How to use the code¶

In this section a guide on how to use the code is provided including examples.

Data needed to run a fit¶

First of all, one needs data to run a fit. More specifically one needs:

FK-tables
Binwidths
Event rates
Errors
Grid nodes

The event rates and errors can either be from event rate measurements or can be sourced from pseudo data. It is also possible to create pseudo data and to rebin the data to a certain number of events if one has:

FK-tables
Binwidths
Neutrino flux

Using the file generate_data.py one can generate data, rebin it if wanted and write the data to files stored in the Data directory. This data is pseudo data and one needs an input neutrino flux with which event rates can be computed by convoluting this with the FK-table.

All settings for the data generation can be specified in a yaml file like this:

data:
  pdf: "FASERv_Run3_EPOS+POWHEG_7TeV" 
  min_num_events: 20
  observable: "Eh"
  combine_nu_nub_data: False
  particle_id: 14
  pdf_set: 2
  filename_fk_table: "FK_Eh_final"
  filename_binwidth: "FK_Eh_binsize"
  filename_to_store_events: "FASERv_Run3_EPOS+POWHEG_7TeV_events"
  filename_to_store_stat_error: "FASERv_Run3_EPOS+POWHEG_7TeV_stat_error"
  filename_to_store_sys_error: "FASERv_Run3_EPOS+POWHEG_7TeV_sys_error"
  filename_to_store_cov_matrix: "FASERv_Run3_EPOS+POWHEG_7TeV_cov_matrix"
  multiplication_factor_sys_error: 0.2

where multiplication_factor_sys_error is a factor to take pseudo systematic uncertainties into account. One can put it to 0 if one only wants to include statistical uncertainties. Then type:

python generate_data.py data.yaml

to generate data

All the data files should be written to and read from the Data directory.

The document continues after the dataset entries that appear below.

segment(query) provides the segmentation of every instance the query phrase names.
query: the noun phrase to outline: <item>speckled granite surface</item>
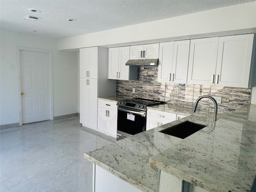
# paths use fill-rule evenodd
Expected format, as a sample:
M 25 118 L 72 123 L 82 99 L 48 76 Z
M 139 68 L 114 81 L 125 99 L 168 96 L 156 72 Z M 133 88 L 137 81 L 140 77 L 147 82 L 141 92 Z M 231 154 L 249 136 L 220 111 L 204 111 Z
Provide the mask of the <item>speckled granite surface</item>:
M 115 101 L 117 97 L 101 99 Z M 166 105 L 150 108 L 185 115 L 190 110 Z M 142 191 L 156 191 L 157 169 L 153 167 L 209 191 L 250 191 L 256 176 L 256 105 L 245 105 L 227 115 L 218 113 L 214 124 L 212 111 L 198 109 L 191 113 L 86 152 L 84 157 Z M 188 120 L 209 125 L 204 132 L 184 140 L 158 132 Z
M 251 190 L 256 176 L 256 105 L 243 106 L 218 120 L 212 131 L 198 132 L 150 162 L 210 191 L 256 191 Z

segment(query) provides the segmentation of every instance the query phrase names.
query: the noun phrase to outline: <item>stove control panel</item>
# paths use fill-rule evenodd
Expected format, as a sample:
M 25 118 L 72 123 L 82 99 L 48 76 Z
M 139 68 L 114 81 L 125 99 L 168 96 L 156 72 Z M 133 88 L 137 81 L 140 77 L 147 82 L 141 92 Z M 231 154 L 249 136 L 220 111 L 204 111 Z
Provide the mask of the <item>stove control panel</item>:
M 116 105 L 118 106 L 126 106 L 132 108 L 137 108 L 140 110 L 145 110 L 146 109 L 146 105 L 141 104 L 136 104 L 135 103 L 126 102 L 126 101 L 118 101 Z

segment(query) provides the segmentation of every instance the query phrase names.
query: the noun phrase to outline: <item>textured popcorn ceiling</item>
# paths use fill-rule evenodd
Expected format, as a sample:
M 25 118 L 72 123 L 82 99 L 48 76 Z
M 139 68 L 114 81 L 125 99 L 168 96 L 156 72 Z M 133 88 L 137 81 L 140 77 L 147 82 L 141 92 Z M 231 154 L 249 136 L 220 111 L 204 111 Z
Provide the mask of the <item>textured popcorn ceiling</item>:
M 0 26 L 2 30 L 61 39 L 255 0 L 1 0 Z M 29 15 L 42 19 L 22 19 Z

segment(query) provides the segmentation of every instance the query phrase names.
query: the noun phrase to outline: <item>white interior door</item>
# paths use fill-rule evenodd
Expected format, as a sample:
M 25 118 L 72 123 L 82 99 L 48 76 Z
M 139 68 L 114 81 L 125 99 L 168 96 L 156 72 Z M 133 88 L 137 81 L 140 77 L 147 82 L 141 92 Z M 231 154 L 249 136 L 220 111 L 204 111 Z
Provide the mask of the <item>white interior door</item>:
M 48 57 L 46 52 L 20 50 L 23 124 L 50 119 Z

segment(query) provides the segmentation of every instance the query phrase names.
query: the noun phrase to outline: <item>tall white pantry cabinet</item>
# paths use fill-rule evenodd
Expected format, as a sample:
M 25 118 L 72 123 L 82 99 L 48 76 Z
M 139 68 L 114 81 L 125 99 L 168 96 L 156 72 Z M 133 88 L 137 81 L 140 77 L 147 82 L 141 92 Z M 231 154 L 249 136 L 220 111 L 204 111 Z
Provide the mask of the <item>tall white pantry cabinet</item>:
M 108 79 L 108 49 L 80 49 L 80 123 L 97 130 L 98 97 L 115 95 L 116 81 Z

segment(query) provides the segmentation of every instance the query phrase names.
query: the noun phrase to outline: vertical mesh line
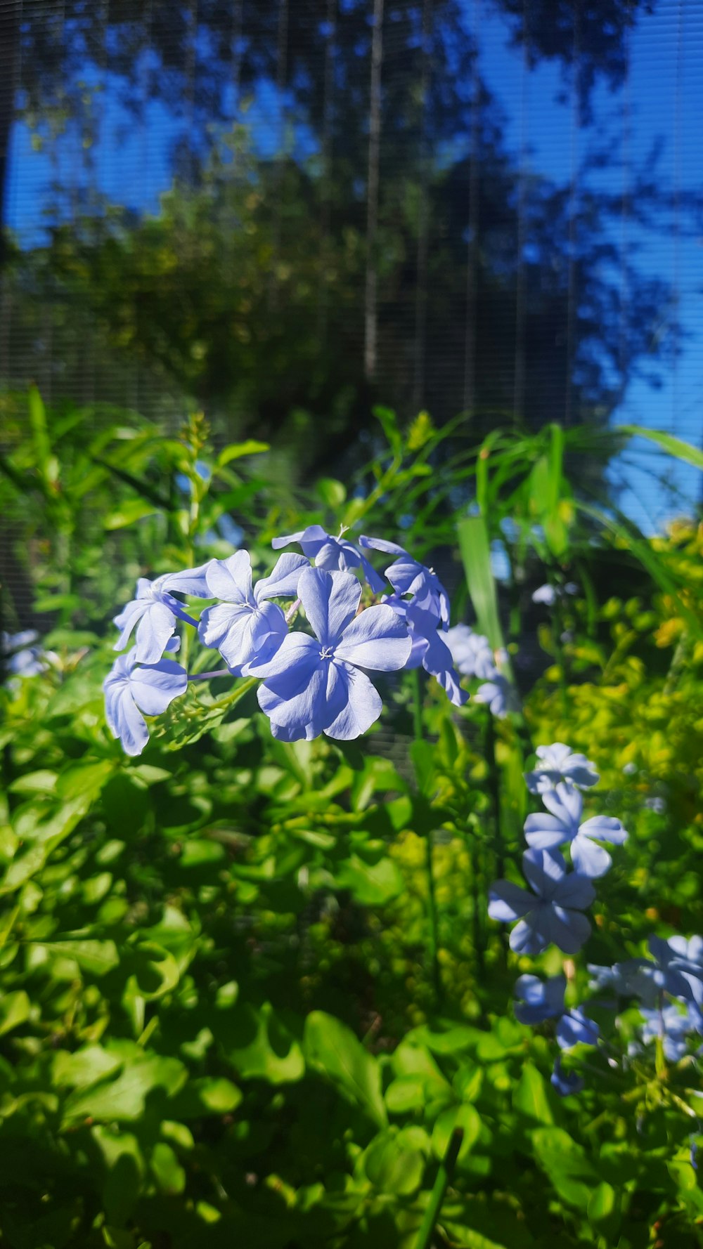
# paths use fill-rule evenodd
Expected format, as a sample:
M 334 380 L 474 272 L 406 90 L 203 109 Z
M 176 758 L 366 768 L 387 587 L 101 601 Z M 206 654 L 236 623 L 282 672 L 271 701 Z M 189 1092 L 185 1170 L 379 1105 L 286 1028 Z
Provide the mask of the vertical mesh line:
M 321 204 L 321 267 L 319 286 L 319 333 L 324 350 L 328 332 L 328 269 L 331 229 L 331 126 L 334 120 L 334 56 L 336 49 L 336 0 L 328 0 L 325 62 L 323 82 L 323 204 Z
M 424 403 L 425 392 L 425 355 L 427 355 L 427 282 L 429 250 L 429 135 L 428 135 L 428 95 L 430 89 L 430 40 L 432 40 L 433 0 L 423 4 L 423 50 L 420 75 L 420 187 L 418 219 L 418 259 L 415 275 L 415 367 L 413 381 L 413 410 L 418 412 Z
M 367 177 L 367 284 L 364 292 L 364 372 L 373 381 L 378 355 L 378 196 L 380 160 L 380 72 L 383 65 L 383 0 L 374 0 L 372 80 L 369 92 L 369 169 Z
M 467 249 L 467 328 L 464 336 L 464 411 L 474 412 L 477 406 L 475 370 L 477 370 L 477 261 L 478 261 L 478 227 L 479 227 L 479 184 L 478 184 L 478 147 L 479 147 L 479 107 L 480 107 L 480 82 L 478 75 L 478 27 L 480 20 L 480 0 L 472 0 L 470 30 L 472 30 L 472 109 L 470 109 L 470 134 L 469 134 L 469 239 Z
M 678 0 L 677 6 L 677 67 L 674 84 L 674 135 L 673 135 L 673 300 L 672 320 L 680 315 L 680 126 L 682 126 L 682 82 L 683 82 L 683 17 L 685 0 Z M 674 347 L 672 362 L 672 431 L 675 432 L 679 415 L 679 367 L 678 350 Z
M 630 182 L 632 182 L 632 80 L 630 80 L 630 55 L 632 31 L 629 29 L 629 4 L 627 6 L 628 22 L 624 31 L 624 82 L 623 82 L 623 131 L 622 131 L 622 190 L 620 190 L 620 315 L 618 335 L 618 398 L 622 403 L 625 393 L 627 366 L 629 356 L 629 217 L 630 217 Z
M 523 0 L 523 56 L 520 65 L 520 167 L 518 174 L 518 272 L 515 284 L 515 377 L 513 413 L 522 421 L 525 406 L 525 241 L 527 241 L 527 179 L 528 179 L 528 6 Z
M 577 320 L 577 217 L 579 211 L 579 185 L 578 185 L 578 157 L 579 157 L 579 127 L 580 127 L 580 5 L 582 0 L 574 0 L 574 69 L 572 76 L 572 141 L 570 141 L 570 176 L 569 176 L 569 271 L 567 290 L 567 378 L 564 401 L 564 425 L 568 427 L 573 418 L 573 371 L 575 347 L 575 320 Z

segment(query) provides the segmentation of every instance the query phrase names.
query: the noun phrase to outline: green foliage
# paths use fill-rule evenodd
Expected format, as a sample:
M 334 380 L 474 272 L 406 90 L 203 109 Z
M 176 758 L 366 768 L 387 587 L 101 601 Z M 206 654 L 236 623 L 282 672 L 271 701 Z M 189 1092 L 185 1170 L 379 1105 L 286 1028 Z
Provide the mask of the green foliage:
M 662 592 L 624 531 L 582 528 L 568 482 L 579 431 L 473 448 L 455 516 L 433 471 L 439 432 L 418 418 L 405 436 L 383 411 L 388 448 L 364 497 L 326 478 L 300 511 L 266 483 L 259 443 L 215 457 L 200 418 L 173 441 L 118 422 L 90 442 L 79 420 L 31 402 L 3 491 L 44 543 L 26 561 L 40 601 L 61 550 L 49 480 L 65 483 L 71 541 L 69 598 L 45 638 L 55 659 L 0 693 L 3 1243 L 414 1249 L 460 1129 L 437 1245 L 700 1244 L 690 1062 L 613 1072 L 598 1053 L 583 1094 L 560 1100 L 548 1027 L 512 1018 L 515 974 L 533 963 L 507 955 L 485 913 L 499 859 L 519 853 L 532 742 L 560 739 L 594 759 L 630 833 L 599 892 L 589 958 L 639 953 L 659 923 L 700 929 L 699 533 L 682 525 L 647 542 L 673 587 Z M 467 482 L 479 477 L 474 542 Z M 105 621 L 136 575 L 226 553 L 225 513 L 246 523 L 261 562 L 289 521 L 399 537 L 394 517 L 408 513 L 413 541 L 457 577 L 459 522 L 477 612 L 494 605 L 513 651 L 539 633 L 540 659 L 527 674 L 515 663 L 523 712 L 489 742 L 483 707 L 457 712 L 420 686 L 413 776 L 412 686 L 388 692 L 368 749 L 343 749 L 275 742 L 251 684 L 215 681 L 126 759 L 103 718 Z M 510 570 L 499 585 L 498 538 Z M 529 598 L 539 560 L 557 585 L 575 575 L 593 588 L 542 624 Z M 628 578 L 639 590 L 623 597 Z M 558 969 L 554 954 L 544 970 Z

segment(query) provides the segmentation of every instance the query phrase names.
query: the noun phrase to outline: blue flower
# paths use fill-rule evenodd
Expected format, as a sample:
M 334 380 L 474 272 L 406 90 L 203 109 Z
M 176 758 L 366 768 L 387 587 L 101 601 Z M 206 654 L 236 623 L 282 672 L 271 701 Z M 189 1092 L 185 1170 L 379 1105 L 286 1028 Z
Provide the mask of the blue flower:
M 410 657 L 407 668 L 419 668 L 420 664 L 435 677 L 442 688 L 447 692 L 450 702 L 455 707 L 463 707 L 468 702 L 468 693 L 459 684 L 459 673 L 452 664 L 452 652 L 445 644 L 443 634 L 438 628 L 437 616 L 423 611 L 413 601 L 408 602 L 398 595 L 389 595 L 383 600 L 393 611 L 400 616 L 407 626 L 412 641 Z
M 603 876 L 613 861 L 602 846 L 594 843 L 593 838 L 622 846 L 628 834 L 620 821 L 610 816 L 592 816 L 582 824 L 583 798 L 578 789 L 569 788 L 563 783 L 558 784 L 553 792 L 543 793 L 542 801 L 552 814 L 545 816 L 539 812 L 527 817 L 525 841 L 528 846 L 548 851 L 557 849 L 564 842 L 569 842 L 572 863 L 577 872 L 592 878 Z
M 183 620 L 196 624 L 184 610 L 183 603 L 173 597 L 170 591 L 194 595 L 195 598 L 209 598 L 205 581 L 208 565 L 189 568 L 185 572 L 168 572 L 155 581 L 140 577 L 136 582 L 136 598 L 115 616 L 114 623 L 121 629 L 114 651 L 124 651 L 133 629 L 136 627 L 138 663 L 156 663 L 161 658 L 166 642 L 173 637 L 176 621 Z
M 320 733 L 352 741 L 382 711 L 377 689 L 360 669 L 405 667 L 408 629 L 387 605 L 357 616 L 362 586 L 350 572 L 305 568 L 298 593 L 315 637 L 288 633 L 269 663 L 250 666 L 254 676 L 264 678 L 259 706 L 281 741 L 310 741 Z
M 523 1004 L 515 1005 L 515 1018 L 520 1023 L 544 1023 L 564 1012 L 565 975 L 552 975 L 540 980 L 538 975 L 520 975 L 515 980 L 515 995 Z
M 173 659 L 140 668 L 135 664 L 136 647 L 133 646 L 115 659 L 103 682 L 108 728 L 121 741 L 125 754 L 141 754 L 149 741 L 144 716 L 160 716 L 188 686 L 185 668 Z
M 694 1005 L 684 1007 L 683 1010 L 674 1003 L 660 1009 L 640 1007 L 639 1013 L 644 1019 L 643 1043 L 648 1045 L 660 1037 L 669 1063 L 678 1063 L 688 1053 L 688 1038 L 693 1033 L 703 1032 L 703 1019 Z M 630 1047 L 635 1053 L 638 1048 Z
M 532 596 L 533 603 L 544 603 L 545 607 L 552 607 L 555 600 L 557 591 L 550 585 L 539 586 Z
M 665 993 L 703 1003 L 703 939 L 692 937 L 649 938 L 649 953 L 658 968 L 657 979 Z
M 478 687 L 474 702 L 488 703 L 490 714 L 497 716 L 498 719 L 504 719 L 509 711 L 517 711 L 519 706 L 510 682 L 498 669 L 492 674 L 490 681 Z
M 474 633 L 468 624 L 454 624 L 448 629 L 445 642 L 452 658 L 463 677 L 489 681 L 495 676 L 495 659 L 490 642 L 482 633 Z
M 325 568 L 326 572 L 348 572 L 353 568 L 362 568 L 374 593 L 380 595 L 384 587 L 383 577 L 379 577 L 365 555 L 344 537 L 344 530 L 335 538 L 323 530 L 321 525 L 308 525 L 306 530 L 299 530 L 298 533 L 274 538 L 271 546 L 274 551 L 280 551 L 281 547 L 290 546 L 291 542 L 299 543 L 308 560 L 314 560 L 316 568 Z
M 595 898 L 590 881 L 567 872 L 558 851 L 525 851 L 523 872 L 534 892 L 512 881 L 495 881 L 488 914 L 502 923 L 519 921 L 510 933 L 510 949 L 518 954 L 540 954 L 550 944 L 575 954 L 590 933 L 588 919 L 580 914 Z
M 552 746 L 538 746 L 538 766 L 533 772 L 525 772 L 527 787 L 530 793 L 548 793 L 559 782 L 588 789 L 598 781 L 598 773 L 585 754 L 577 754 L 563 742 Z
M 249 664 L 266 663 L 288 633 L 285 616 L 271 598 L 293 598 L 303 568 L 301 555 L 281 555 L 269 577 L 251 588 L 251 558 L 236 551 L 229 560 L 211 560 L 205 580 L 213 598 L 223 602 L 208 607 L 198 626 L 205 646 L 215 647 L 234 676 L 246 676 Z
M 449 595 L 434 568 L 419 563 L 403 547 L 395 542 L 387 542 L 384 538 L 369 538 L 362 535 L 359 546 L 383 551 L 385 555 L 397 555 L 398 560 L 385 570 L 385 576 L 395 593 L 412 595 L 417 607 L 430 612 L 438 621 L 442 621 L 444 631 L 449 628 Z
M 537 975 L 520 975 L 515 983 L 515 993 L 523 1003 L 515 1005 L 515 1018 L 520 1023 L 529 1024 L 558 1019 L 557 1044 L 560 1049 L 570 1049 L 577 1044 L 595 1045 L 598 1024 L 593 1023 L 579 1007 L 565 1009 L 565 989 L 564 975 L 553 975 L 548 980 L 540 980 Z
M 572 1093 L 580 1093 L 583 1089 L 582 1077 L 577 1075 L 575 1072 L 565 1072 L 560 1058 L 557 1058 L 554 1062 L 550 1083 L 557 1089 L 559 1097 L 569 1097 Z

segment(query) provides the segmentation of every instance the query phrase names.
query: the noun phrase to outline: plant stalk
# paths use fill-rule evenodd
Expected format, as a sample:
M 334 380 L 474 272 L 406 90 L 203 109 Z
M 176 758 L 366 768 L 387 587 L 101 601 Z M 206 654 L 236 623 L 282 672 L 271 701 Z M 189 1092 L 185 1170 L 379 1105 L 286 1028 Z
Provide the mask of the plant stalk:
M 440 1163 L 433 1190 L 429 1195 L 428 1207 L 420 1225 L 420 1233 L 418 1235 L 415 1249 L 430 1249 L 434 1229 L 442 1213 L 442 1203 L 444 1202 L 447 1189 L 452 1183 L 454 1167 L 457 1165 L 457 1158 L 459 1157 L 459 1149 L 462 1148 L 463 1139 L 464 1133 L 462 1128 L 455 1128 L 449 1138 L 447 1153 Z

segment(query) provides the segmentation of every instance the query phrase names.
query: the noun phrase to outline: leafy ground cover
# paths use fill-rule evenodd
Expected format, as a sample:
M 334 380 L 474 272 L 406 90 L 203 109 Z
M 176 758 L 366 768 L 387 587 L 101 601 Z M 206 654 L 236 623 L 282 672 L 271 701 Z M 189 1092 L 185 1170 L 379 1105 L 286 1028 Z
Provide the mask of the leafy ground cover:
M 402 432 L 380 411 L 359 480 L 291 500 L 266 480 L 264 446 L 215 452 L 200 418 L 163 440 L 115 415 L 91 441 L 85 413 L 48 413 L 34 392 L 28 421 L 25 402 L 6 400 L 0 488 L 43 636 L 16 636 L 26 621 L 9 600 L 3 1243 L 700 1244 L 695 525 L 647 540 L 580 498 L 569 457 L 597 438 L 580 430 L 455 445 L 424 415 Z M 276 716 L 291 721 L 270 699 L 261 711 L 265 674 L 225 667 L 179 687 L 125 753 L 103 683 L 138 577 L 231 568 L 246 548 L 256 582 L 279 558 L 271 541 L 310 525 L 333 538 L 350 526 L 343 541 L 379 575 L 397 556 L 358 536 L 402 543 L 449 587 L 452 626 L 487 639 L 472 668 L 438 597 L 452 698 L 434 661 L 398 662 L 369 672 L 383 712 L 363 736 L 276 738 Z M 230 617 L 224 643 L 219 618 L 205 638 L 183 620 L 221 600 L 211 575 L 205 590 L 171 586 L 166 663 L 191 678 L 241 641 Z M 392 577 L 394 591 L 417 606 L 417 586 Z M 384 637 L 405 636 L 362 593 L 355 626 L 382 610 Z M 281 637 L 313 623 L 306 595 L 293 616 L 281 601 Z M 256 668 L 243 651 L 226 663 Z M 528 787 L 537 747 L 559 742 L 589 761 L 585 781 L 567 769 Z M 562 899 L 590 928 L 569 918 L 562 948 L 535 938 L 543 912 L 520 940 L 500 911 L 525 888 L 525 821 L 534 842 L 545 793 L 552 819 L 577 812 L 559 842 L 574 866 L 582 803 L 627 831 L 585 838 L 612 866 L 587 873 L 595 901 Z M 528 853 L 573 882 L 554 848 Z

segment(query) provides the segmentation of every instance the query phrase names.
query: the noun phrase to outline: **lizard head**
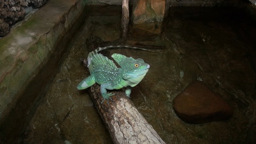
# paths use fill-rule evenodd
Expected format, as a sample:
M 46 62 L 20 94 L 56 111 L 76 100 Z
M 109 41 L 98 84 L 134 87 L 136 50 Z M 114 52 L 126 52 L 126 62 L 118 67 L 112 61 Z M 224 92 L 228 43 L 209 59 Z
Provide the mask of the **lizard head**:
M 113 54 L 112 57 L 121 67 L 122 77 L 131 86 L 141 81 L 150 67 L 142 59 L 134 59 L 116 53 Z

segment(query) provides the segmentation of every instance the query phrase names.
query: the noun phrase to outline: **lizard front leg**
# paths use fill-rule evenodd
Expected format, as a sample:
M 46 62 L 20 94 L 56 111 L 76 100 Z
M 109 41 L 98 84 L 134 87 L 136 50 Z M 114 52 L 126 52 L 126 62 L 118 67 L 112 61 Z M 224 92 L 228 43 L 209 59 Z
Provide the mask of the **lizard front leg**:
M 132 92 L 132 89 L 131 89 L 131 86 L 127 86 L 125 87 L 125 94 L 126 95 L 127 97 L 130 98 L 130 95 Z
M 102 97 L 103 98 L 103 100 L 101 102 L 101 103 L 102 103 L 106 100 L 108 100 L 110 99 L 112 101 L 110 97 L 115 95 L 115 93 L 107 93 L 107 89 L 113 90 L 114 89 L 114 88 L 111 84 L 109 83 L 104 83 L 100 85 L 100 92 L 101 93 L 101 95 L 102 95 Z M 108 102 L 108 101 L 107 101 L 107 102 Z
M 76 87 L 77 90 L 83 90 L 95 84 L 94 76 L 90 75 L 83 80 Z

FK-table generation with POWHEG+PYTHIA8¶

The FK-tables can be generated by using the modified version of the neutrino DIS Monte Carlo event generator. This variant replaces the neutrino flux with the set of Lagrange interpolation polynomials following the procedure described here. To generate the FK-table for an observable a histogram has to be booked and filled in the analysis subroutine. After the simulation a differential distribution will be present for each member of the basis of interpolation polynomials with the same binning. The spacing of the grids, blocksize and the dimension of the basis of interpolation polynomials can be adapted in the by modifying the subroutines interpolation.f90 and lepton_flux.f90. To compile the code, adapt the paths in the Makefile. An example for a runcard and scripts to run the code are provided in the testrun-fk folder.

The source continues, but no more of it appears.